When you encounter a number, what sort of numerical information is it giving you? Is the number functioning merely as a label? Or is it counting how many? Does it denote a magnitude or merely indicate an ordering relation? All such questions address the issue of scale. When you see a number, it belongs to one of five scales:
Nominal scale. Here the numbers are merely serving as a label to distinguish different items. Think of social security numbers. They simply distinguish people in the United States, nothing more. The fact that one social security number is bigger than another tells us nothing about people’s respective ages, heights, or anything else about the people who possess them.
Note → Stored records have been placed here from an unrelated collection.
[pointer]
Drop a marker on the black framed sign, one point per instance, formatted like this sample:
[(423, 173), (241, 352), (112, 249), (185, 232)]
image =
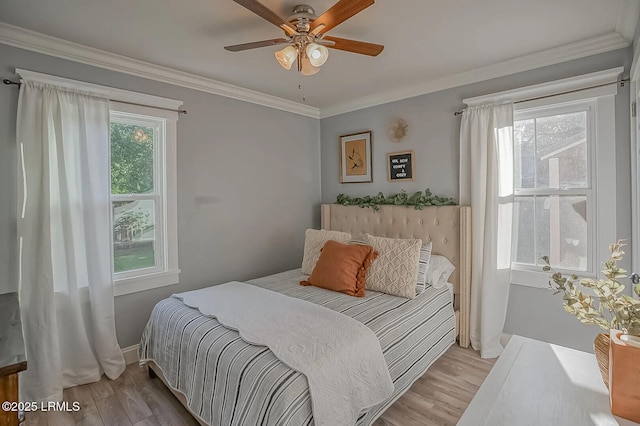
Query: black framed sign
[(400, 166)]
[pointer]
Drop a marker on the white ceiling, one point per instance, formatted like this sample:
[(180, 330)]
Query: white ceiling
[(425, 41)]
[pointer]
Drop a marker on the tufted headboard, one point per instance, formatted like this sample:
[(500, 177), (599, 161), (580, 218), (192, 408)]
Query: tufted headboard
[(447, 227)]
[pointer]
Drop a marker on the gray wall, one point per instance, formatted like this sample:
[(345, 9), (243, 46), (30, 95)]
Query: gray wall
[(248, 185), (434, 136)]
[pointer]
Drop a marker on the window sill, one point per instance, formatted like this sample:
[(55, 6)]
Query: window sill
[(538, 279), (145, 282)]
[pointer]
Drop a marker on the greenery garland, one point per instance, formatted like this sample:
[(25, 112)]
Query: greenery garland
[(418, 200)]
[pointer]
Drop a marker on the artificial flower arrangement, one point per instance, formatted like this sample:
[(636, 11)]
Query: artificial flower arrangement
[(606, 306)]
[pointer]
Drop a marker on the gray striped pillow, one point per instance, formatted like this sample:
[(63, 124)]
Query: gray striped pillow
[(423, 266)]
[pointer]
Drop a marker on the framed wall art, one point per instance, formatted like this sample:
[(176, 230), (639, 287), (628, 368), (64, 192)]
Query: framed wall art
[(356, 158), (400, 166)]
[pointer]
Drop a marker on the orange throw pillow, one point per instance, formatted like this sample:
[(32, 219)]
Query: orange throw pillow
[(342, 268)]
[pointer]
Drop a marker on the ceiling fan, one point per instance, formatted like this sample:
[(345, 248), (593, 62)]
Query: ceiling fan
[(305, 34)]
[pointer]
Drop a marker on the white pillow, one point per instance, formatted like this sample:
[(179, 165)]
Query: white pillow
[(440, 269), (395, 270), (314, 240), (423, 267)]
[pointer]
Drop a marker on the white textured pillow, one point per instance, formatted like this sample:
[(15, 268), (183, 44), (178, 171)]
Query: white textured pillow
[(440, 269), (423, 266), (314, 240), (395, 270)]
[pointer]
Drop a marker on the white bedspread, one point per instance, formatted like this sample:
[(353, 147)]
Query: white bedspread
[(340, 356)]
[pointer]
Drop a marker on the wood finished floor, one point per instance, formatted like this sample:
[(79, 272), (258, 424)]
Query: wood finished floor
[(437, 398)]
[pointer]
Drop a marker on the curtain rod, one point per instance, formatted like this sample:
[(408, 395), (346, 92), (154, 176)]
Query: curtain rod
[(621, 82), (179, 111)]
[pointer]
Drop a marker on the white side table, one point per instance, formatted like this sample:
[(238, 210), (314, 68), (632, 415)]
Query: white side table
[(537, 383)]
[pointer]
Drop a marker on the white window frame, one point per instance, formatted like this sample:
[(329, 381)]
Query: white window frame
[(166, 271), (589, 107), (162, 108), (603, 174)]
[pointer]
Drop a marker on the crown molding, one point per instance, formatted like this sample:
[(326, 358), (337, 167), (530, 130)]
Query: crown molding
[(36, 42), (580, 82), (30, 40), (627, 19), (567, 52)]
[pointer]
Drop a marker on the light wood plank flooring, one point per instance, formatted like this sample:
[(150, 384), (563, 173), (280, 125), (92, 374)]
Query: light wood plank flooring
[(437, 398)]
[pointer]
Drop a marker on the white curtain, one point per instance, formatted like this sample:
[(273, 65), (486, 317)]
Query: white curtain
[(486, 184), (64, 228)]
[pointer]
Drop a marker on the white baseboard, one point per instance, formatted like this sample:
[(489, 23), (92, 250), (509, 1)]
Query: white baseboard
[(131, 354), (504, 339)]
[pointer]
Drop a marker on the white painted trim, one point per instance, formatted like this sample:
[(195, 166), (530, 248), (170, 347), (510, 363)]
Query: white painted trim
[(130, 354), (603, 166), (567, 52), (553, 87), (30, 40), (103, 91), (36, 42), (627, 19)]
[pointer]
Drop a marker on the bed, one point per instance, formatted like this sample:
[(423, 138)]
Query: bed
[(243, 384)]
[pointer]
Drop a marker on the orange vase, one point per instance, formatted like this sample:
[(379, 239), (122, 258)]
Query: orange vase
[(624, 378)]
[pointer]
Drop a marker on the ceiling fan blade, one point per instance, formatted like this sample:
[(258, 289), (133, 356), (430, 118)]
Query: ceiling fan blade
[(266, 13), (354, 46), (337, 14), (256, 44)]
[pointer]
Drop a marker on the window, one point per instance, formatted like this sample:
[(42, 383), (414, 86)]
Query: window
[(564, 183), (552, 187), (142, 198)]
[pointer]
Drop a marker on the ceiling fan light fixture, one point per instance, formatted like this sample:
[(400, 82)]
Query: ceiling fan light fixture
[(317, 54), (307, 67), (287, 56)]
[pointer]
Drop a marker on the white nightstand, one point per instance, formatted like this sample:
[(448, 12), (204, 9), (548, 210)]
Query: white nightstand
[(537, 383)]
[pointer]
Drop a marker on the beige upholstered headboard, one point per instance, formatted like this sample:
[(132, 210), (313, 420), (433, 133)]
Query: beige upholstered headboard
[(447, 227)]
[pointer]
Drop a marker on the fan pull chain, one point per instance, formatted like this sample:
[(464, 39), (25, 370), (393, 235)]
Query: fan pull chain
[(304, 98)]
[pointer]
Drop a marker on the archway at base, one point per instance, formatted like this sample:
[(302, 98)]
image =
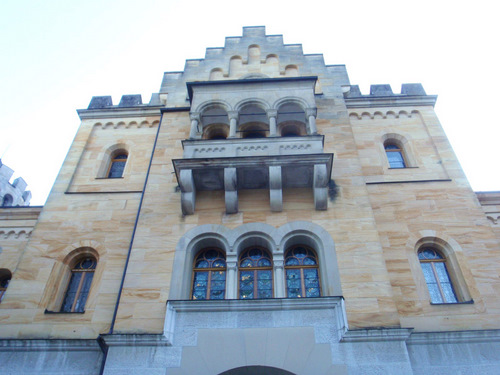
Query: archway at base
[(256, 370)]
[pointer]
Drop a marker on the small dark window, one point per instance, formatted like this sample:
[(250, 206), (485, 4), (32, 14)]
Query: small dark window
[(256, 274), (5, 277), (7, 200), (209, 275), (117, 166), (436, 276), (79, 286), (395, 156), (302, 273)]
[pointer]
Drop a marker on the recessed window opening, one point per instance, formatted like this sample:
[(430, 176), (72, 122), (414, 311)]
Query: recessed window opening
[(302, 272), (395, 155), (436, 276), (79, 285), (117, 165), (7, 200), (209, 275), (5, 277), (255, 273)]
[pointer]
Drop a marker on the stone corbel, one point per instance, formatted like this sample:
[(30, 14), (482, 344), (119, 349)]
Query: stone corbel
[(272, 115), (320, 186), (233, 123), (195, 121), (311, 117), (275, 189), (188, 191), (231, 190)]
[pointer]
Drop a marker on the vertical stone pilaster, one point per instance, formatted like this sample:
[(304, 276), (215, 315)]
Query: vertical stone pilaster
[(275, 189), (188, 191), (232, 274), (311, 116), (231, 190), (233, 123), (272, 115), (320, 186), (195, 120)]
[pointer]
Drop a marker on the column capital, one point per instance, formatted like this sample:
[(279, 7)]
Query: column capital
[(233, 115), (194, 116), (311, 112), (271, 113)]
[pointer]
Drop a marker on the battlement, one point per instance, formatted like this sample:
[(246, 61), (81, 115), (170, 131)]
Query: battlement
[(381, 95), (15, 193)]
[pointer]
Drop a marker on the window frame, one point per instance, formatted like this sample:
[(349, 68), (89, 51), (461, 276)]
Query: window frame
[(436, 279), (209, 270), (397, 150), (255, 270), (5, 278), (119, 157), (301, 267), (78, 298)]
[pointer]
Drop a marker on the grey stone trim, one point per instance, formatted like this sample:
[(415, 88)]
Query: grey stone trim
[(232, 147), (46, 345), (134, 340), (377, 334), (453, 337)]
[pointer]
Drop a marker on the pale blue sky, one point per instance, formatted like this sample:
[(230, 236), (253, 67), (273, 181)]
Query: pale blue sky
[(56, 55)]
Social security numbers belong to a nominal scale.
Ordinal scale. Here the numbers indicate an order but provide no magnitude information. For instance, imagine that prisoners in a prison get their numbers assigned by the order in which they entered the prison. The first prisoner gets number 1, the second number 2, and so on. The prisoners’ numbers thus tells us whether one prisoner entered prison before or after another, but tell us nothing about when or how much longer one prisoner entered prison before another. These prison numbers belong to an ordinal scale.
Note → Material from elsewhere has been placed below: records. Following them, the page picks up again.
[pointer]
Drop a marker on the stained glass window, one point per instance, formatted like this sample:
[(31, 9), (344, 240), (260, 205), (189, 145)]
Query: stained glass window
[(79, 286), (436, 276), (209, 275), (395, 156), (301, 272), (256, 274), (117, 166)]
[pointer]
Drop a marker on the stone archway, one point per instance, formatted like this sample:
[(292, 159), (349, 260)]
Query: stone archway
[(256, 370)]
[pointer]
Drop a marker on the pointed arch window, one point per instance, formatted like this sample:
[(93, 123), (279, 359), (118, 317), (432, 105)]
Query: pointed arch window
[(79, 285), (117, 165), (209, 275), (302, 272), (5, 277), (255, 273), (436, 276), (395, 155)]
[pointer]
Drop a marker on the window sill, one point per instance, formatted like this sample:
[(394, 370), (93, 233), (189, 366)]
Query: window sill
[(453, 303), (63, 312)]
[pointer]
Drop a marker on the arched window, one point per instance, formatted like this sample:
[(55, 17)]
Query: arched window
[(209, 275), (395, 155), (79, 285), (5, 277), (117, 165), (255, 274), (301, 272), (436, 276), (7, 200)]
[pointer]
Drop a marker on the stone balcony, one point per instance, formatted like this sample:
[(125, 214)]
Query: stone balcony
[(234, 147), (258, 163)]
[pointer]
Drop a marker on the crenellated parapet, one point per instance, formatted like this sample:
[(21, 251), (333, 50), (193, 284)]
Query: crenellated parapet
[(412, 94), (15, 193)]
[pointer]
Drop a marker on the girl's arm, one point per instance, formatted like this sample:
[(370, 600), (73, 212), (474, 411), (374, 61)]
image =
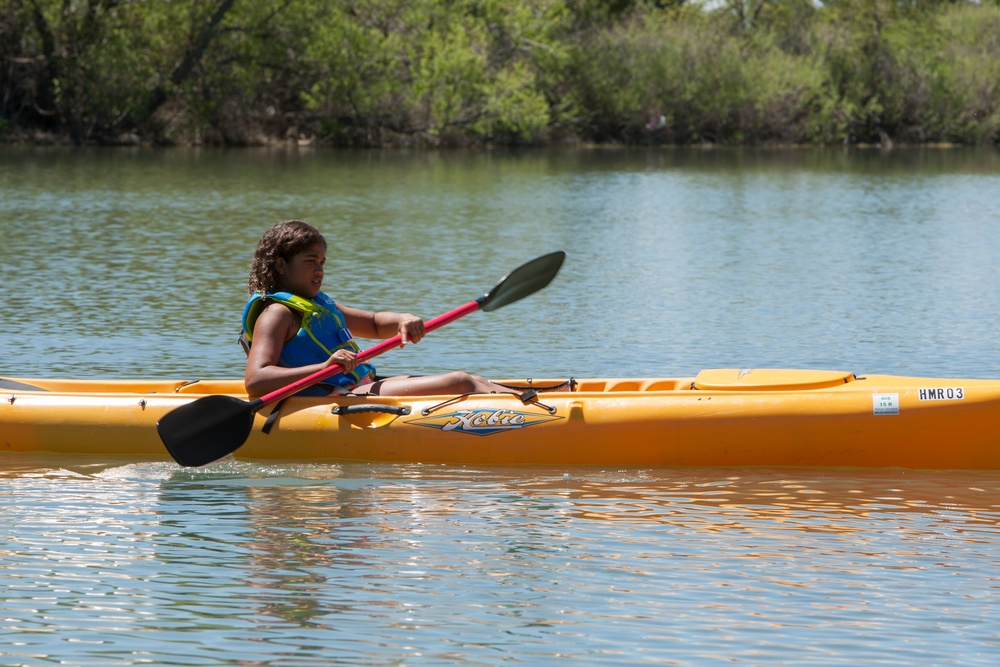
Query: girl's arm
[(273, 328), (383, 324)]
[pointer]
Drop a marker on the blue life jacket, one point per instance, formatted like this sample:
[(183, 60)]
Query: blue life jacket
[(322, 332)]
Interval scale. Here the numbers provide information of relative magnitudes. Consider street addresses in a city that is laid out as a grid, such as Chicago. A difference of 800 indicates one mile. Thus Western Avenue, which is 2400 west, is two miles from Pulaski Avenue, which is 4000 west (both these streets run north-south). But allowing 800 to indicate one mile is arbitrary, as is assigning Western Avenue to 2400 west. Instead of 800, city planners could have let 500 indicate a mile; and they could have let Western Avenue be 0 west or even 600 east. The functionality of Chicago street numbers is unchanged by both the addition and the multiplication of a constant, which leave interval information unchanged. These street numbers therefore belong to an interval scale.
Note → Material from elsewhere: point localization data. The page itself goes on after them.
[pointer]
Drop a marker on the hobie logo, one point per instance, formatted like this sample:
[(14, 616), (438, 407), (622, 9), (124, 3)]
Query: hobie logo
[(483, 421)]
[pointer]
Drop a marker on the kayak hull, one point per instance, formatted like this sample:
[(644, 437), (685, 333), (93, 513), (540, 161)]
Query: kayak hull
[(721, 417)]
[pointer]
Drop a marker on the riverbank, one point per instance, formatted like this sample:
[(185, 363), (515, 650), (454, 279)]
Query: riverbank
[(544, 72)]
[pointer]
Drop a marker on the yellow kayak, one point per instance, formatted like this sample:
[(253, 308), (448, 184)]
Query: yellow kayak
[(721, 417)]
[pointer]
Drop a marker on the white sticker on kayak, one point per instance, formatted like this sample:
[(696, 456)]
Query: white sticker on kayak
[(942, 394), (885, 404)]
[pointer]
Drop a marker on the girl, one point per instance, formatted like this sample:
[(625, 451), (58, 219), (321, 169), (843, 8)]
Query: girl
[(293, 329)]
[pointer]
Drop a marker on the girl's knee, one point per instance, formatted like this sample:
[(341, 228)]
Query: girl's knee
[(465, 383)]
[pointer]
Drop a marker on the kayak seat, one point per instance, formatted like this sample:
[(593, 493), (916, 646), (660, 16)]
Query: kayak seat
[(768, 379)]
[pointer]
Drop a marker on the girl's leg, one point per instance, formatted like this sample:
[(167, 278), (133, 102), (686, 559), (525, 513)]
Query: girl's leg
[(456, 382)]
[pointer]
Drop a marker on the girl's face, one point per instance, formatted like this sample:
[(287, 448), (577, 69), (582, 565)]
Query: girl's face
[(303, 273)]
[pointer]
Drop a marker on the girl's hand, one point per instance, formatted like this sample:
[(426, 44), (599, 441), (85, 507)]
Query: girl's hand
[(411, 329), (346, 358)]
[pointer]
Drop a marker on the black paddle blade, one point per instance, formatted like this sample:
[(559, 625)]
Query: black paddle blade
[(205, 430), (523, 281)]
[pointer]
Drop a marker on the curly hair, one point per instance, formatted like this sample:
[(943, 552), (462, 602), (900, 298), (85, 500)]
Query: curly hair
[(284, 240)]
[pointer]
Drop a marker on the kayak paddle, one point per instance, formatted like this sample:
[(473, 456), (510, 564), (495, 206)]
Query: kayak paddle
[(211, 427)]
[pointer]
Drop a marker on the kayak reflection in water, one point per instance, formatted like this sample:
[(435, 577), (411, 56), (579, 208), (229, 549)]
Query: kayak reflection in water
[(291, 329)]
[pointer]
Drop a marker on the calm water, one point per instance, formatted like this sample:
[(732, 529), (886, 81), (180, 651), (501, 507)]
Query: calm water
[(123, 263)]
Ratio scale. Here the numbers provide information about relative magnitudes, but the zero point is fixed. Consider distance from a given point. One can measure the distance in meters or feet or miles; all that’s required to make the conversion of units is multiplication by a constant. But the distance from a point to itself is always zero and doesn’t depend on the units of measurement. Distance information in this case is unchanged by the multiplication of a constant, which is the ratio of units. Distance therefore belongs to a ratio scale.
Absolute scale. Here the numbers can be only what they are. Such numbers are used to count the exact number of objects in some collection. How many marbles are in that jar? The answer admits only one number, that is, the exact number of marbles in the jar. When a number gives an exact count, it admits no variation. It is what it is and can be no other. In that case, the number belongs to an absolute scale.
REFERENCE: Warren S. Torgerson, Theory and Methods of Scaling. New York: Wiley, 1958.